Wednesday, September 13, 2006

Street preacher

I saw an actual street preacher yesterday. On my way to a meeting, I saw him on a campus street corner, standing not on the proverbial soapbox but on a small step stool, the kind parents keep next to the toilet to help out their toddlers. He was wearing jeans and a t-shirt, carrying a slightly tattered bible, and declaiming in a loud but not obnoxious voice to passing students and commuters. I gave him wide berth, did not make eye contact, and left. I was in a hurry, as were most of the passers-by.

My meeting evaporated though. I came by again with a hot cup of coffee, some time to kill, and a bit of curiousity. I found a place to sit, suitably far away, close enough to hear what he was saying, but not so close that I might seem personally involved. You're the entertainment, was my message to him. He was probably happy to have me anyway, he had only two or three people stopping to listen.
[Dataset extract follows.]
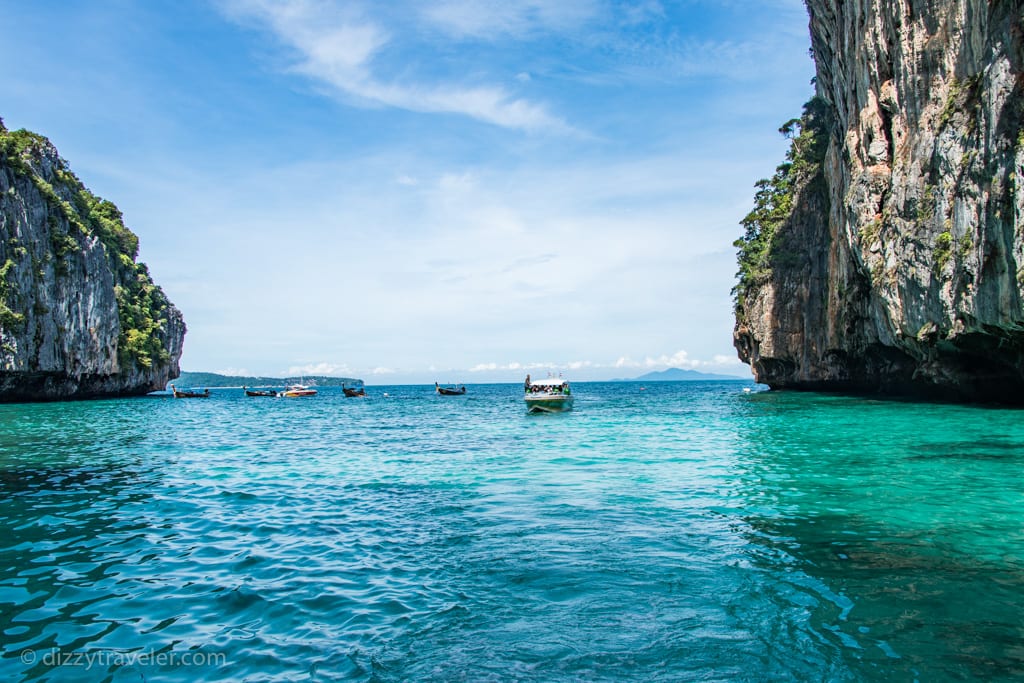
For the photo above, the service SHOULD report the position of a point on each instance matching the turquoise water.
(686, 531)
He was preaching on vanity. Something like this, perhaps:

This is all vanity. You study hard, you get that piece of paper, and what does it get you. When you're on your deathbed. When you're killed by a drunk driver. My uncle was killed by a drunk -- 40 years old. Matthew says, drunks will not enter the kingdom of heaven...


You get the idea. Sure, in my head I was arguing with him. I've got a piece of paper. I put a lot into getting it. And what good does it do me? Why, with that piece of paper, and 1.50 in lawful currency, I could get the cup of coffee I was holding in my hand. But he had a pleasant voice, and the issues he was discussing are sharp and real, no matter how you respond to them. Why are we here. What will happen to us when we die. What are you doing with your life. And he was keeping the tone light, approachable. He was good, I will give him that.
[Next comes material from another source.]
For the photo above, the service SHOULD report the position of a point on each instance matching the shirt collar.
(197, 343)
And then the cops showed up. Or rather, some kind of campus security. They talked with him for a long time, looked at his ID, eventually told him to take off. I liked him more after watching this, and felt compelled to greet him afterward, as did a couple of other bystanders. One seemed obviously a fellow evangelical doing some networking. Another seemed like a budding civil libertarian, speaking out against the oppression of the state, but needing to clarify his undying atheism. I just wished him luck. And I do.

Friday, September 08, 2006

The turning of the year

My birthday came and went. Students are back in school. New teachers, exciting new grades for each of our kids. The undergraduates invaded campus in force. It used to be that they looked younger every year. Now, they've reached an equilibrium, a permanent state of young adulthood, as that point recedes so far from my age that it has become fixed. No longer can I pass, can I pretend that that wasn't so long ago for me, that I can remember or appreciate their concerns.

Church choir started up again. Some new faces, some goodbyes to old. In a couple days, I'll go to church again too. To sing, to laugh. It's good to be back.

Another year has come and gone. The light shortens. The weather cools. My wife has turned on the heat in the house. The crop remains in the fields are still green, but mottled golden. The moon rose full last night, almost bright orange against the deep blue evening sky, hanging low over the lights of the train tracks. Harvest moon. In summer, we'd never see the dark, we'd be inside before it fell. Soon, it's the light we'll never see. At the equinox, the balance is exact, but I don't follow it on the calendar, instead it's the character of the air outside which reminds me of what the calendar must be saying. Indeed, it's the character of the air which led our ancestors to create calendars in the first place, to mark on sticks what they reexperienced every season. I have a calendar, and computer programs to calculate the seasons to six decimal places, but I don't use them, not for that. The air tells me all I need to know.

Summer's almost gone. Winter's almost here.